2. Or it may have been invented and adopted as the medium of enunciating a particular thought, or of inculcating a certain doctrine, when it becomes a philosophical myth.

3. Or, lastly, the truthful elements of actual history may greatly predominate over the fictitious and invented materials of the myth, and the narrative may be, in the main, made up of facts, with a slight coloring of imagination, when it forms a mythical history.[144]

These form the three divisions of the legend or myth (for I am not disposed, on the present occasion, like some of the German mythological writers, to make a distinction between the two words[145]); and to one of these three divisions we must appropriate every legend which belongs to the mythical symbolism of Freemasonry.

These masonic myths partake, in their general character, of the nature of the myths which constituted the foundation of the ancient religions, as they have just been described in the language of Mr. Grote. Of these latter myths, Müller[146] says that "their source is to be found, for the most part, in oral tradition," and that the real and the ideal—that is to say, the facts of history and the inventions of imagination—concurred, by their union and reciprocal fusion, in producing the myth.

Those are the very principles that govern the construction of the masonic myths or legends. These, too, owe their existence entirely to oral tradition, and are made up, as I have just observed, of a due admixture of the real and the ideal—the true and the false—the facts of history and the inventions of allegory.

Dr. Oliver remarks that "the first series of historical facts, after the fall of man, must necessarily have been traditional, and transmitted from father to son by oral communication." [147] The same system, adopted in all the Mysteries, has been continued in the masonic institution; and all the esoteric instructions contained in the legends of Freemasonry are forbidden to be written, and can be communicated only in the oral intercourse of Freemasons with each other.[148]

De Wette, in his Criticism on the Mosaic History, lays down the test by which a myth is to be distinguished from a strictly historical narrative, as follows, namely: that the myth must owe its origin to the intention of the inventor not to satisfy the natural thirst for historical truth by a simple narration of facts, but rather to delight or touch the feelings, or to illustrate some philosophical or religious truth.

This definition precisely fits the character of the myths of Masonry. Take, for instance, the legend of the master's degree, or the myth of Hiram Abif. As "a simple narration of facts," it is of no great value—certainly not of value commensurate with the labor that has been engaged in its transmission. Its invention—by which is meant, not the invention or imagination of all the incidents of which it is composed, for there are abundant materials of the true and real in its details, but its invention or composition in the form of a myth by the addition of some features, the suppression of others, and the general arrangement of the whole—was not intended to add a single item to the great mass of history, but altogether, as De Wette says, "to illustrate a philosophical or religious truth," which truth, it is hardly necessary for me to say, is the doctrine of the immortality of the soul.

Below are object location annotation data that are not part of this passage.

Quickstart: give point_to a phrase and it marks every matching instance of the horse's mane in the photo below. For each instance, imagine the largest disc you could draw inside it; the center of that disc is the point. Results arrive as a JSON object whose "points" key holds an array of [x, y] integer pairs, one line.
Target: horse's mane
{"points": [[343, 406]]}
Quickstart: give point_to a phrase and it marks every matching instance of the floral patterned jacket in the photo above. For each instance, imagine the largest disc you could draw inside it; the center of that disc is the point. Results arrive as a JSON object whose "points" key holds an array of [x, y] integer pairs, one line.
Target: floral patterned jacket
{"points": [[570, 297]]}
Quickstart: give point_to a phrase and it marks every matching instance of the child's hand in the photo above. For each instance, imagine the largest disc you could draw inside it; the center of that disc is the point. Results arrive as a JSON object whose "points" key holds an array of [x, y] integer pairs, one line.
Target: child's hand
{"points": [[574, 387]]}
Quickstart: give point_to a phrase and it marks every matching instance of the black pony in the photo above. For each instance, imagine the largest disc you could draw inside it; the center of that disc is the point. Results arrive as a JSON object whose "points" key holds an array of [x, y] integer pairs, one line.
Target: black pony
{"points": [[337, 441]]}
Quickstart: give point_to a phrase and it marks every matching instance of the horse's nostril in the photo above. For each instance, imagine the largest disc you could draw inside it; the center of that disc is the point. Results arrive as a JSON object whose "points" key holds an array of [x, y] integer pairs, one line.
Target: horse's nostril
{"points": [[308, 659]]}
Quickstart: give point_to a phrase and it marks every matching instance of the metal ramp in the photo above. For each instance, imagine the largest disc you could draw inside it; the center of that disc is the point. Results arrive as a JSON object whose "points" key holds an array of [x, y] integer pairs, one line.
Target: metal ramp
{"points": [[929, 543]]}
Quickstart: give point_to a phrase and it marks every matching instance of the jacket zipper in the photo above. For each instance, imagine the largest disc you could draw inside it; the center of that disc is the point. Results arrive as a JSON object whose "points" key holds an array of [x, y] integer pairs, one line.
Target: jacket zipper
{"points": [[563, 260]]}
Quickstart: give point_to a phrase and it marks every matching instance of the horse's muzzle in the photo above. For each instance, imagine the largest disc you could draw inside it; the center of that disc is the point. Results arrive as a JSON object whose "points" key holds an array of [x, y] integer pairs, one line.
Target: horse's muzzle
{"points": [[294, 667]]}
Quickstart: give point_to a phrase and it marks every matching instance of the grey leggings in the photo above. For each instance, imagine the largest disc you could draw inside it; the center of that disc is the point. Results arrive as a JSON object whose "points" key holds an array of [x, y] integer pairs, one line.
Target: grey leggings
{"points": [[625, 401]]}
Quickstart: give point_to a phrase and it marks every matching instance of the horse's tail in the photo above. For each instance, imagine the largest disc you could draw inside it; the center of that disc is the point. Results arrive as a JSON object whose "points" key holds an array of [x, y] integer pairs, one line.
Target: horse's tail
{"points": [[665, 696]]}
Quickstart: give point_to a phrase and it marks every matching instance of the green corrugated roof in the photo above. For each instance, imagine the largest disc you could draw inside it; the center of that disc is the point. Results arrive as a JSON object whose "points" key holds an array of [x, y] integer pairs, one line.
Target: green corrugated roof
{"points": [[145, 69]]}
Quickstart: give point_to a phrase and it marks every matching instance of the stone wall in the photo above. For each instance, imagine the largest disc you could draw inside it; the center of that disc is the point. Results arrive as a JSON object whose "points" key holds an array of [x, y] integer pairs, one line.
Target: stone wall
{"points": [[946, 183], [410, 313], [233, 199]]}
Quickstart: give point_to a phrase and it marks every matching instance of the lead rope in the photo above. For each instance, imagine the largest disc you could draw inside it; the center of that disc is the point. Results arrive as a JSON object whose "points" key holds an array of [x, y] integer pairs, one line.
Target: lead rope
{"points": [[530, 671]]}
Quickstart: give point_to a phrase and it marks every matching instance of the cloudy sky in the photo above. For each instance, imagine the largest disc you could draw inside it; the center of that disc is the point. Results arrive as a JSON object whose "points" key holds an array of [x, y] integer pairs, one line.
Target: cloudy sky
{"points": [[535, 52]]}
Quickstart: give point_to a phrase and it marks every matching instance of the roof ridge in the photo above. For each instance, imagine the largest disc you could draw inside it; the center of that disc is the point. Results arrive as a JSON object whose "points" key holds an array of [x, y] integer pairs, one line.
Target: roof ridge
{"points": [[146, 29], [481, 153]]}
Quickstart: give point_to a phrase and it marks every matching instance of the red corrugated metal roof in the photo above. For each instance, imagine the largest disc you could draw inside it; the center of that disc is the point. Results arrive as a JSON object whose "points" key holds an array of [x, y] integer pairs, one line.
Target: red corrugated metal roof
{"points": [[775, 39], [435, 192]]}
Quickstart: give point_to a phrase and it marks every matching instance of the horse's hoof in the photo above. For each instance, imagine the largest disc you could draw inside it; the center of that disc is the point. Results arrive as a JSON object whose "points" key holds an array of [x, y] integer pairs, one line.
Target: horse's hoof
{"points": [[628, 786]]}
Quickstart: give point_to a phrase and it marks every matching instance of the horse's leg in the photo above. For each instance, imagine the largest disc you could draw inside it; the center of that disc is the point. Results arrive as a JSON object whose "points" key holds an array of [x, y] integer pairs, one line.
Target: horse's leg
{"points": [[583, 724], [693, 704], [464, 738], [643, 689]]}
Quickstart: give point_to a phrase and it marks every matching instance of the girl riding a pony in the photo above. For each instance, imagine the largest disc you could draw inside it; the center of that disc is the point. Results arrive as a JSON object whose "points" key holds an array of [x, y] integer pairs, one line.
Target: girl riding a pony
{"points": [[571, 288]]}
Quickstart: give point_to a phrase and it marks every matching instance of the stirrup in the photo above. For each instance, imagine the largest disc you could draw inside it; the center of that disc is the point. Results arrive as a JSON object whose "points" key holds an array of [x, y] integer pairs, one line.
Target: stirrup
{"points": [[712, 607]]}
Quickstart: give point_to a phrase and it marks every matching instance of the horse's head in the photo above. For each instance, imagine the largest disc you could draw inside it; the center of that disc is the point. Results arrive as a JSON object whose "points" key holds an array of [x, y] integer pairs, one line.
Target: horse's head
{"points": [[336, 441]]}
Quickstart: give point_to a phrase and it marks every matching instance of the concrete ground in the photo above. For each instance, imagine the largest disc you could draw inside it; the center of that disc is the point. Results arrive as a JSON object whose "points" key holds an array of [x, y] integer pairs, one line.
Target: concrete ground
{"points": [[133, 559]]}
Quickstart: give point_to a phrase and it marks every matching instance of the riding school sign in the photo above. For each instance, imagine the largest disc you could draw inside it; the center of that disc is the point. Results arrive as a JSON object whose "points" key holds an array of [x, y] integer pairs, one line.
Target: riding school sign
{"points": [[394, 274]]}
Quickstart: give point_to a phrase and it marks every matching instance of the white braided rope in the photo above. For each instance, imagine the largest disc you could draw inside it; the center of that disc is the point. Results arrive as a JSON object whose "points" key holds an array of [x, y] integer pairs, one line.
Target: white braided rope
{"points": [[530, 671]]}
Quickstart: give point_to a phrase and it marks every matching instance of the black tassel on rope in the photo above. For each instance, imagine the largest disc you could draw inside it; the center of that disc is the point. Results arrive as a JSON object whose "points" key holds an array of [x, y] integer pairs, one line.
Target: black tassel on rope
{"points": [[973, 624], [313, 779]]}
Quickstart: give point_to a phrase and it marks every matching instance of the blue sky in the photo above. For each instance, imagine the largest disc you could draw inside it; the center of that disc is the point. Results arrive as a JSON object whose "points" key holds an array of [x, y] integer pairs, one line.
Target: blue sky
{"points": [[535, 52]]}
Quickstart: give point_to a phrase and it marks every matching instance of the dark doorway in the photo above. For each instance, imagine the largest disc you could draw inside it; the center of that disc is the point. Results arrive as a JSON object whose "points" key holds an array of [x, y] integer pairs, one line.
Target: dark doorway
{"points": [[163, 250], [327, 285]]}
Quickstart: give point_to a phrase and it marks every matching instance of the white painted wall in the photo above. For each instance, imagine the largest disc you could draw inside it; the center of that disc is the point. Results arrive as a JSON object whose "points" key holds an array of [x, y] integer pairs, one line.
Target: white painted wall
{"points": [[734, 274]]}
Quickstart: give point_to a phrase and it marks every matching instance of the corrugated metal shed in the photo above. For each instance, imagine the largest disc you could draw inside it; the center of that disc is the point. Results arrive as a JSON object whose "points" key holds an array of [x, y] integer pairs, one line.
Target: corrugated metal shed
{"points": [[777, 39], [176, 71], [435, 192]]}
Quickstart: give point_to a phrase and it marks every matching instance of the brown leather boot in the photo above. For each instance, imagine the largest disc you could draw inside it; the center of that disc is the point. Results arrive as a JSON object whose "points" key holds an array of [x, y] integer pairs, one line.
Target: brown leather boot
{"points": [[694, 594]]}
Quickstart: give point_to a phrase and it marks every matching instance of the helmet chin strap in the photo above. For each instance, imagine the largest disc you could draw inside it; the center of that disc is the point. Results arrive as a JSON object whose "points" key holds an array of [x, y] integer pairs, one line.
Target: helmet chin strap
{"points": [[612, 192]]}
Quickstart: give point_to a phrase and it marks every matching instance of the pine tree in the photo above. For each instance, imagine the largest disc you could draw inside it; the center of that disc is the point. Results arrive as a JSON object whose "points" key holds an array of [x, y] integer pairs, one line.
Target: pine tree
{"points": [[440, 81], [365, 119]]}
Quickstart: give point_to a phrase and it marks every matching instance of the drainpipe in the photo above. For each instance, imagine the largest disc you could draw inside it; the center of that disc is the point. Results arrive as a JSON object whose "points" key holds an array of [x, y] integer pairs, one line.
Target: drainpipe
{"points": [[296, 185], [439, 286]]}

It must be evident, from all that has been said respecting the analogy in origin and design between the masonic and the ancient religious myths, that no one acquainted with the true science of this subject can, for a moment, contend that all the legends and traditions of the order are, to the very letter, historical facts. All that can be claimed for them is, that in some there is simply a substratum of history, the edifice constructed on this foundation being purely inventive, to serve us a medium for inculcating some religious truth; in others, nothing more than an idea to which the legend or myth is indebted for its existence, and of which it is, as a symbol, the exponent; and in others, again, a great deal of truthful narrative, more or less intermixed with fiction, but the historical always predominating.

Thus there is a legend, contained in some of our old records, which states that Euclid was a distinguished Mason, and that he introduced Masonry among the Egyptians.[149] Now, it is not at all necessary to the orthodoxy of a Mason's creed that he should literally believe that Euclid, the great geometrician, was really a Freemason, and that the ancient Egyptians were indebted to him for the establishment of the institution among them. Indeed, the palpable anachronism in the legend which makes Euclid the contemporary of Abraham necessarily prohibits any such belief, and shows that the whole story is a sheer invention. The intelligent Mason, however, will not wholly reject the legend, as ridiculous or absurd; but, with a due sense of the nature and design of our system of symbolism, will rather accept it as what, in the classification laid down on a preceding page, would be called "a philosophical myth"—an ingenious method of conveying, symbolically, a masonic truth.